Bu süre zarfında yavuzu hiç yürütmeye çalışmadık, ama eve giderken ayaklanması gerekiyordu. Ben de dahil herkes çok heycanlı ve mutluydu. Artık yavuz ayakları üzerinde duracak, koşacak, araba ve motor kullanabilecekti.

Tıpkı bir annenin bebeğini yürürken görmüş gibi gurur duyuyorduk yavuzla.
Gülümser anne yavuzun doğrultup kıyafetlerini giydirdiginde oturduğum yerden kalkıp yavuzun kolunun altına girdim.
Bir kaç gündür hastanede olmamıza rağmen hala müthiş kokusu üzerindeydi.
Gülümser anne de boşta kalan kolunun altına girdiğinde yavuzu yavaşça yatakta dogrulttuk.
Bacakları hafif bükülük bir şekilde ayakta durarken sevinçle çığlık atıp yavuzun beline sarıldım.

"ahahaha dur güzelim, düşeceğiz"

Kollarımı ona daha sıkı sarip omuz silktim "bu yaşadığım en güzel an, şuan sevinçten uçuyorum. Nasıl durabilirim yavuz"

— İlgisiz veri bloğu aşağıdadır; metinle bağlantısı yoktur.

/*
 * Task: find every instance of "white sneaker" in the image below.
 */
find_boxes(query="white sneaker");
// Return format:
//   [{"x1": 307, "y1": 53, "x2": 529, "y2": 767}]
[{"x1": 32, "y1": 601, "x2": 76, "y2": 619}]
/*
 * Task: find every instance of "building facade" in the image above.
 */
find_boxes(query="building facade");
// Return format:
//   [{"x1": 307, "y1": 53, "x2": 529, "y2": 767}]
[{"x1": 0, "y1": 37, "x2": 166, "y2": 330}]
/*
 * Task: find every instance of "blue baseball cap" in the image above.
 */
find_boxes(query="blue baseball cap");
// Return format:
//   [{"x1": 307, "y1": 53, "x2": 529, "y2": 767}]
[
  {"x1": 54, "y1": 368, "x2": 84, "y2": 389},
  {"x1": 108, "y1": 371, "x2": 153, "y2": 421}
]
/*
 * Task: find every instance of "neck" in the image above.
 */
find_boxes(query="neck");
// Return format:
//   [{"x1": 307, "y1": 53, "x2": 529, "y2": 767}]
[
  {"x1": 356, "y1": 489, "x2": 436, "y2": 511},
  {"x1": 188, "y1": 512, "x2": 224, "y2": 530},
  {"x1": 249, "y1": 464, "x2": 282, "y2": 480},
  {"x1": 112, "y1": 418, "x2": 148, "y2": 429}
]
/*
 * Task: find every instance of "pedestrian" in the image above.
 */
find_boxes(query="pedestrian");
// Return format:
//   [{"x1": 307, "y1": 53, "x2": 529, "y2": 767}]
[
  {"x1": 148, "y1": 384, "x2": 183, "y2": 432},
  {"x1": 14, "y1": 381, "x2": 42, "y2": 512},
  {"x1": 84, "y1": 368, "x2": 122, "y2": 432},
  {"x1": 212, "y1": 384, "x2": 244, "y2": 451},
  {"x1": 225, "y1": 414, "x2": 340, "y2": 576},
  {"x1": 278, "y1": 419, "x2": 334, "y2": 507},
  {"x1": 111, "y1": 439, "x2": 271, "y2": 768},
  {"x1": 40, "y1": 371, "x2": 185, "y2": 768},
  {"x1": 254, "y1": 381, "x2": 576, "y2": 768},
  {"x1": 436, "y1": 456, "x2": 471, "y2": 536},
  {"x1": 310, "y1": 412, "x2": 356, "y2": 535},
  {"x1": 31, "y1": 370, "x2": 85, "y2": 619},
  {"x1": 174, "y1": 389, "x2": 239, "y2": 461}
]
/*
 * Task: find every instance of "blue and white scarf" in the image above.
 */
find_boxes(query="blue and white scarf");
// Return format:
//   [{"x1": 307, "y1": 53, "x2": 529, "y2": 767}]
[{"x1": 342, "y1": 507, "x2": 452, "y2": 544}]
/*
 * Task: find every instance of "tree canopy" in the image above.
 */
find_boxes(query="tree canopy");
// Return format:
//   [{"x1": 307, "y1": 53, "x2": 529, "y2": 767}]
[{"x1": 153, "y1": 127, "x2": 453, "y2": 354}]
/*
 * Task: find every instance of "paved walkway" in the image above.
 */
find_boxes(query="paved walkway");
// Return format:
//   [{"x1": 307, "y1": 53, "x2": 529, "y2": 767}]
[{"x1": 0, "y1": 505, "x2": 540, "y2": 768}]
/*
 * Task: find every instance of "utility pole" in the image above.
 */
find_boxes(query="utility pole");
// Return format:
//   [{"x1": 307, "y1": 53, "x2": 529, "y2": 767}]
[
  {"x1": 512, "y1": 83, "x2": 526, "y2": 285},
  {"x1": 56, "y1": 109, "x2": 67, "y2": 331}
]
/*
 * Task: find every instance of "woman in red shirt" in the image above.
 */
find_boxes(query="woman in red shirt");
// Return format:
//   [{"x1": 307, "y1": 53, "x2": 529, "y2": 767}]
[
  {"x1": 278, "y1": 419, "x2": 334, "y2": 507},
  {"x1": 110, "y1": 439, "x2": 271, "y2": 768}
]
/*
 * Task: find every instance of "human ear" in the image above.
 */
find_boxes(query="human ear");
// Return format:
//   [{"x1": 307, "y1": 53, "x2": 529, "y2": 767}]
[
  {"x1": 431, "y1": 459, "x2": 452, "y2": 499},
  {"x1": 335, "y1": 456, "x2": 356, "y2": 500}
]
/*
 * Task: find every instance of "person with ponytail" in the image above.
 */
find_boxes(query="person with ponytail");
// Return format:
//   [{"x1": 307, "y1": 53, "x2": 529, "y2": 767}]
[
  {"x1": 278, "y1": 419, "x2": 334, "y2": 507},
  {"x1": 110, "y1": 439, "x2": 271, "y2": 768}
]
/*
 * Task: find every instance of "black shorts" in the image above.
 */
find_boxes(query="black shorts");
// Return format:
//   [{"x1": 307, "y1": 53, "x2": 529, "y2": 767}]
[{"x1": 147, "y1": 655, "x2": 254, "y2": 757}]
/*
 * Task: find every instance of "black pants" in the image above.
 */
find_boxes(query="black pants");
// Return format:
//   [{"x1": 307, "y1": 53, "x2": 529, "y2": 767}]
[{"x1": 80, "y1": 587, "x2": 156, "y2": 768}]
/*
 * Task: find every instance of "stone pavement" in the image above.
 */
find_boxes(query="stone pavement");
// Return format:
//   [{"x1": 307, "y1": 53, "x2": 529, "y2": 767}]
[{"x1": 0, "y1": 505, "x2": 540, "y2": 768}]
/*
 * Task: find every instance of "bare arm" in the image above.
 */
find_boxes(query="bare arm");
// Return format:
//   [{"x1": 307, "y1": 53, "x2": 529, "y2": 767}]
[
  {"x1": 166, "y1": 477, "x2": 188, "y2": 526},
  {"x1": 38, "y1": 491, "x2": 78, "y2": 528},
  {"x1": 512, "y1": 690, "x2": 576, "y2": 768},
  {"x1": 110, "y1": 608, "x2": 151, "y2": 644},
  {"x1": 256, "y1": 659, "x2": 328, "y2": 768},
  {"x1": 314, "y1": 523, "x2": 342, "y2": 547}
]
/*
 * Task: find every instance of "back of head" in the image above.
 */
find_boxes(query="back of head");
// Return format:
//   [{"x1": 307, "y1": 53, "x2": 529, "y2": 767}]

Gülümser anne kıkırdayip "gelinim haklı oğlum ben bile sevincimden yerimde duramayacak haldeyim" dedikten sonra yüzü bir anda düştü. Çenesi titremeye başladığında ağlamak üzere olduğunu anlamıştık. Yavuzla beraber ona şaşkınca baktık.
"Anne iyi misin?" Diye sordum.
Burukca gülümseyip başını salladı "iyiyim kızım sadece... yavuzu yürürken görmek duygulandırdı beni" dediğinde yavuz muzipçe sırıttı.

"Anne ne yoksa hamile falan misin? Kadınlar o zaman duygusal oluyorlar ya."

Gülümser anne yavuzun göğsüne hafifçe vurdu "Anneyle dalga geçmeye utanmıyormusun sen? Hem bahar da hamile ama şuan ağlamıyor değil mi? "

"Dalga geçmiyordum ki, hem bahar öyle aglak bir kız değil" diye gurula konustugunda gülümsedim.
Nasılda gurur diyor benimle.

Kaslarını çatıp yavuza kızgın bir bakış attı " yavuuuz"

"Tamam sustum"
Birbirimize bakıp gulustugumuz sırada hamit baba kapıdan içeriye girdi.

Kapıda yavuzu ayakta görünce gururla süzüp gülümsedi "işte benim oğlum. Sonunda seni ayaktayken görebilmek ne güzel" gülümser anneye bakıp ekledi "hazırsanız çıkalım"

"Hazırız hayatım çıkabiliriz"

Hamit baba bana kaşlarını çatarak bakınca endişeyle baktım. Umarım yanlış birşey yapmamışımdır.
"Gelin, sen hamile hamile neden ağırlık kaldırıyorsun?" Diye sorduğunda tuttuğum nefesi verip gülümsedim "babacım sorun yok bebek o kadar büyümedi diyip yavuza baktım.
Bana sırıtıp göz kırptı "şu bebek işini de halledelim bir ara"

Edepsiz ya. Kesin beni utandırmaya çalışıyor akli sıra.
Yemezler yavrum.

Alt dudağımı dişleyip kulağına yaklaştıktan sonra "alışveriş yapmam gerek önce" diyip basimi hafifçe ondan uzaklaştırıp gözlerinin içine bakarken dudaklarımı yaladım.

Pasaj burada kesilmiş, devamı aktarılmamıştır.